A learner in this area might find reading or written output difficult while thinking sharply about what they read; another might need more repetition for new material to stick; another might be capable of GCSE-level reasoning but not yet able to produce timed exam essays. The picture is rarely one shape.

How NEO is designed for learners in this area

  • Modular Pearson Edexcel International GCSEs. The iGCSE specification we use lets learners build credit across multiple sittings rather than facing one high-stakes summer of exams. A young person who needs a slower runway gets one.
  • Functional Skills as a parallel pathway. Pearson Edexcel Functional Skills English and Maths from Entry Level 1 to Level 2 are nationally recognised qualifications and a practical, accessible alternative or supplement to iGCSEs. Learners can sit Functional Skills first and move to iGCSE when ready, or hold them as the qualification of record.
  • ASDAN as portfolio assessment. ASDAN Programmes and ASDAN Qualifications recognise progress through portfolios of evidence — useful for learners who think well but find timed assessment difficult, and for learners returning to education after a long absence.
  • A Discovery Phase. For learners who aren’t yet ready for a full timetable or formal qualifications, named goals and measured progress with a clear route onto a qualification pathway when the time is right. Not a holding pattern — structured re-engagement.
  • bksb diagnostic and revision platform. Adaptive online English and Maths content used both as a starting diagnostic and as ongoing revision. Learners see their own progress and gaps without it being mediated through a teacher report.
  • Live teaching by qualified subject teachers. Quality of teaching is protected — practitioners co-ordinate the timetable, qualified teachers deliver the lessons. Specialist input is not diluted by the online format.
  • Multimodal by default. Read-aloud, captions, recorded sessions for replay, and adjustable typography are native to the platform. No need to request access arrangements for the everyday experience of learning.
  • A named practitioner co-ordinating pacing. When a learner is finding something hard, the practitioner can flex pace and sequence with the qualified teacher rather than the learner having to advocate for themselves session by session.

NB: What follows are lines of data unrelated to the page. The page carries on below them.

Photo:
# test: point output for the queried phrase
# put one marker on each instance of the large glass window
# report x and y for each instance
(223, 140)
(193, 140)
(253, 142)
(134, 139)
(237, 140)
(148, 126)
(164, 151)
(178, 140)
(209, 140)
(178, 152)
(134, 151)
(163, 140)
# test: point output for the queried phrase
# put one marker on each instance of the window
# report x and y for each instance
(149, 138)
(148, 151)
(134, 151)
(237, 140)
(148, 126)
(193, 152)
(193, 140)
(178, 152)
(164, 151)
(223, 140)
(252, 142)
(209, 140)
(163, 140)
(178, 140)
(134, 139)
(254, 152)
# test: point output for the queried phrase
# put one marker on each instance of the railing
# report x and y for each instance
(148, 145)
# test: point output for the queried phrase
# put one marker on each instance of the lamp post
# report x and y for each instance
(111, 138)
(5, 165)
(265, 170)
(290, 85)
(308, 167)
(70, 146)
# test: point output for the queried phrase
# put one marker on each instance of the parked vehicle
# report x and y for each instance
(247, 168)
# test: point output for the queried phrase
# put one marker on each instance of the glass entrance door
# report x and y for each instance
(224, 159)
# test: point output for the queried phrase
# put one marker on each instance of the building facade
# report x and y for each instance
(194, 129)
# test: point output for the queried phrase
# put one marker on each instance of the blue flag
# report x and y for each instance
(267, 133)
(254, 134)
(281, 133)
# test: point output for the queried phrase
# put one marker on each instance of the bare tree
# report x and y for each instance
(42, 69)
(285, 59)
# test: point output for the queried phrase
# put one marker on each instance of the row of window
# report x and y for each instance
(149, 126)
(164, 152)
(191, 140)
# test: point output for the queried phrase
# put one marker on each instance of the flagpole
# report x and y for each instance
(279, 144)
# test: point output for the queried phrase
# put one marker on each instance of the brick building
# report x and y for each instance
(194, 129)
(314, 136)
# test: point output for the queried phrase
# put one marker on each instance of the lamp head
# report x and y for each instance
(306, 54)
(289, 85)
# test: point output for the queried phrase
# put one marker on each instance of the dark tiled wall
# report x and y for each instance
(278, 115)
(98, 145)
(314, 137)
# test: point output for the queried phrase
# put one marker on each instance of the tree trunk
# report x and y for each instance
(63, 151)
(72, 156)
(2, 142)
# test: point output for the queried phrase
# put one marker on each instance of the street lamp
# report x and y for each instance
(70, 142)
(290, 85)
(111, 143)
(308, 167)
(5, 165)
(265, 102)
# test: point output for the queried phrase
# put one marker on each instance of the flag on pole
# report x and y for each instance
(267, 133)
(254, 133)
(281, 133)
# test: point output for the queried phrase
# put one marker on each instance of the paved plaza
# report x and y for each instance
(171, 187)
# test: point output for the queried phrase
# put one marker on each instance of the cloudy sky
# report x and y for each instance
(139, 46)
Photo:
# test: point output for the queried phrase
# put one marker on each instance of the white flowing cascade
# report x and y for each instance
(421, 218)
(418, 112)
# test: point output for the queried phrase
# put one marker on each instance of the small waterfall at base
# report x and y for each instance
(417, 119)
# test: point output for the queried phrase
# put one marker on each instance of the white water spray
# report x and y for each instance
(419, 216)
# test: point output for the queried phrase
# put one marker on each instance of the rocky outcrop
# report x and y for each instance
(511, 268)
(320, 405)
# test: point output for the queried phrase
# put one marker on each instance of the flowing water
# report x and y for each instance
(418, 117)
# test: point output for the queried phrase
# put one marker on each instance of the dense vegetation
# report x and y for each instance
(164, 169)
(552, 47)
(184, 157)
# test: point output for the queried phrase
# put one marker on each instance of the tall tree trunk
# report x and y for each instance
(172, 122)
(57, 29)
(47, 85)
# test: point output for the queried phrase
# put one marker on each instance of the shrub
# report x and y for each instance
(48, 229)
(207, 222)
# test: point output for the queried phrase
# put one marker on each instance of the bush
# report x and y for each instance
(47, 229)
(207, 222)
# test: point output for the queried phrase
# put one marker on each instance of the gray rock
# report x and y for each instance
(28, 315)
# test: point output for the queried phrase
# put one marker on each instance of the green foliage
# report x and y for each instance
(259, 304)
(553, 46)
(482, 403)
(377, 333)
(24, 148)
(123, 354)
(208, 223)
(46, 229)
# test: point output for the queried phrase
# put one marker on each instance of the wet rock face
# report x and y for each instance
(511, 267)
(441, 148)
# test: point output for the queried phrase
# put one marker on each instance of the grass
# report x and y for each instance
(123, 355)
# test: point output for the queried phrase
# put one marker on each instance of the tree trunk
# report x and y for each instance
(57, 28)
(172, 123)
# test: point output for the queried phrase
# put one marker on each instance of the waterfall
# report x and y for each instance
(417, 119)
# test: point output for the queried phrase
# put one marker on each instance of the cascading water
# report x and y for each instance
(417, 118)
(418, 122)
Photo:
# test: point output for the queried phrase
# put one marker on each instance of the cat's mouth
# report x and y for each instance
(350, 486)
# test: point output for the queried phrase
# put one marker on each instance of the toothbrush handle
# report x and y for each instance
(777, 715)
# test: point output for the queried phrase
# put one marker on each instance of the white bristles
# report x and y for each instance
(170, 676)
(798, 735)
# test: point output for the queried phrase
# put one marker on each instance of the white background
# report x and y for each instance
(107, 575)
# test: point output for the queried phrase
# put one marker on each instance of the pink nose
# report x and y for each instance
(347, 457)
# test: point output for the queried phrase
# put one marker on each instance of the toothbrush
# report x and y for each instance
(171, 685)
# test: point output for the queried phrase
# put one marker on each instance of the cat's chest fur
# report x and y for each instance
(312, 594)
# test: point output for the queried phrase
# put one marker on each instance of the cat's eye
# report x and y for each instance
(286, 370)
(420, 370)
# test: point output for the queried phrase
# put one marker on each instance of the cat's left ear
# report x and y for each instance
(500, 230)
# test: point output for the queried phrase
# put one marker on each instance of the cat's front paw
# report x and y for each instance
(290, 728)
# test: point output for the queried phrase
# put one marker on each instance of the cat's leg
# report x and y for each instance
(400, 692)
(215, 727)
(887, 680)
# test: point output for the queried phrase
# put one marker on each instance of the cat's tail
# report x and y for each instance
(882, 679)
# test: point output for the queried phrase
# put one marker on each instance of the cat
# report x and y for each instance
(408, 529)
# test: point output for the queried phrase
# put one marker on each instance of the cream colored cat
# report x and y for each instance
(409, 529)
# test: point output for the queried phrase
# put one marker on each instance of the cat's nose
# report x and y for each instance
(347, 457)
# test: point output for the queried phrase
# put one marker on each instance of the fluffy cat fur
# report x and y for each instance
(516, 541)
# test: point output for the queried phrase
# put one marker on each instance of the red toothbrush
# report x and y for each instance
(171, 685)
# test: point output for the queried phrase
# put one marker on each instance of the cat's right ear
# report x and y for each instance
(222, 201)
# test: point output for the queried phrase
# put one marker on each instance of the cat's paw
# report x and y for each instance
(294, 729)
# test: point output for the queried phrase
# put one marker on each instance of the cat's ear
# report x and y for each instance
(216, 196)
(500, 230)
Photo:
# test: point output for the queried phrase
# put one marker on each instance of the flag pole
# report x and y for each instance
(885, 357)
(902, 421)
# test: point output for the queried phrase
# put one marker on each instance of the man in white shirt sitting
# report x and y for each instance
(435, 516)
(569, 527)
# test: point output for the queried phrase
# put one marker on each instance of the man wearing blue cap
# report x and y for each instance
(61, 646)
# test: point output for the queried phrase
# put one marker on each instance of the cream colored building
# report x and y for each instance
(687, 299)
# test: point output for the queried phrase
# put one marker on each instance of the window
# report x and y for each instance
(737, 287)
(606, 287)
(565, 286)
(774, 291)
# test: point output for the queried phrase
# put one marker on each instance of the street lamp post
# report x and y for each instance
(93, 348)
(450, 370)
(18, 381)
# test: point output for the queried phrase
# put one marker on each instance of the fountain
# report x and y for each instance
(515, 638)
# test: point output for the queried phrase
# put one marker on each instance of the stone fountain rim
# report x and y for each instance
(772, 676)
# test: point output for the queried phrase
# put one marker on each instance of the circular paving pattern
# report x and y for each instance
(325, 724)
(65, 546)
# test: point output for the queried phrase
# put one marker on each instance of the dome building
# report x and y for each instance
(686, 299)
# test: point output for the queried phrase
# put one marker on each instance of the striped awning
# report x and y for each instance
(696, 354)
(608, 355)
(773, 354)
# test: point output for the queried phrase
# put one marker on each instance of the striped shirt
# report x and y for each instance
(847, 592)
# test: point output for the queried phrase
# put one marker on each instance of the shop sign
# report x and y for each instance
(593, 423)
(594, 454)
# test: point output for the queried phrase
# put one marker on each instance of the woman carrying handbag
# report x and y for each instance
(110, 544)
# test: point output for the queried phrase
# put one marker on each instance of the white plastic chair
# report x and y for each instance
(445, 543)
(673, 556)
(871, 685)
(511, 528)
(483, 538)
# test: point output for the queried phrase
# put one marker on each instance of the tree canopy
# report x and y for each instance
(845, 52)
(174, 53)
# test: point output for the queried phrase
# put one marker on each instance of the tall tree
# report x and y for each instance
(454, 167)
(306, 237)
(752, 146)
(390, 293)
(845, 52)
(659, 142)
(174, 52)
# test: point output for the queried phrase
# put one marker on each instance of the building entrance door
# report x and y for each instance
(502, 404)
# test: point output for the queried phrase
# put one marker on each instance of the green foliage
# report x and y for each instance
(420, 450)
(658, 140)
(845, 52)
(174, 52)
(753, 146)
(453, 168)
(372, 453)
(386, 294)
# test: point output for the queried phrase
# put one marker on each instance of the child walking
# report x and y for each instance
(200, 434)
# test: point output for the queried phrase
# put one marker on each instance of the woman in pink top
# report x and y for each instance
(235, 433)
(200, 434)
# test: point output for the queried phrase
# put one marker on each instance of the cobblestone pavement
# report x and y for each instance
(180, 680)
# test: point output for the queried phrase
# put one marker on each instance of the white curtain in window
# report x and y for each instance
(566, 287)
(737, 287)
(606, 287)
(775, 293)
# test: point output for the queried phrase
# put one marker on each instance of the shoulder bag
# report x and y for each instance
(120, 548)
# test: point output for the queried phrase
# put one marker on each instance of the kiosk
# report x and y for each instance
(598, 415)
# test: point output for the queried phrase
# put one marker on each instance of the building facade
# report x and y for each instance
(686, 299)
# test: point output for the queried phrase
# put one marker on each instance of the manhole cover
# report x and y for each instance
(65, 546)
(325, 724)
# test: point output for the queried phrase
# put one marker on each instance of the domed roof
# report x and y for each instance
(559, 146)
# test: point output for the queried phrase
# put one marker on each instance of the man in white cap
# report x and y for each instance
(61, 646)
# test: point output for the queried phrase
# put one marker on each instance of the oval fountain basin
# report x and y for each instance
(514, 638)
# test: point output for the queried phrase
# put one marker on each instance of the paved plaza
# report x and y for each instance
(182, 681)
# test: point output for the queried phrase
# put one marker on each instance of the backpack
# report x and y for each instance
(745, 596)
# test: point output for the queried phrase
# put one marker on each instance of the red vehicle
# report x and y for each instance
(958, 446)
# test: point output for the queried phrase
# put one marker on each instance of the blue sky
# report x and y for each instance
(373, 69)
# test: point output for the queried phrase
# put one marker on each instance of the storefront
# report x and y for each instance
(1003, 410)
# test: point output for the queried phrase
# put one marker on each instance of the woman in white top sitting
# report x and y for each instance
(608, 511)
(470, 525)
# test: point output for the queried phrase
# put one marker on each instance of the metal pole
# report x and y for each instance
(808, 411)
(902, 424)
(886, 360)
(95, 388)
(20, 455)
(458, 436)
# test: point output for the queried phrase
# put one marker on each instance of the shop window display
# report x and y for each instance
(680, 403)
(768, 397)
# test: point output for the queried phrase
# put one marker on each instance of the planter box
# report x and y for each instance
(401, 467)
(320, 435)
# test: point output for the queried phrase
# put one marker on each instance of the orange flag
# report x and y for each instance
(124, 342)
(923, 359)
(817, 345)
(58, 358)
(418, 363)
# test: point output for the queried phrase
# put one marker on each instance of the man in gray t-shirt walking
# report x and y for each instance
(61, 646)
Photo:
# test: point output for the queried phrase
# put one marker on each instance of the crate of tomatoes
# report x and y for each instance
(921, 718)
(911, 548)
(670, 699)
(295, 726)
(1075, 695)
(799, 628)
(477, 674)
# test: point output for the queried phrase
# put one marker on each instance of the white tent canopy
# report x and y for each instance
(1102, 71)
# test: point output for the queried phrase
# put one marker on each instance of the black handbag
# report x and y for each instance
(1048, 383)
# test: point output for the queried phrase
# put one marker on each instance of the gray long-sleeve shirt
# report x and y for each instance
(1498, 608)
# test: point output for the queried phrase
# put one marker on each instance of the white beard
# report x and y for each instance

Where this shows up in the vault

What we don’t do

NEO is not an alternative to specialist provision for learners with profound or multiple learning disabilities. Where a learner’s primary need is PMLD, NEO is unlikely to be the right setting — the live online format assumes a level of independent engagement that PMLD provision typically supports differently. NEO will say so honestly at referral rather than after admission.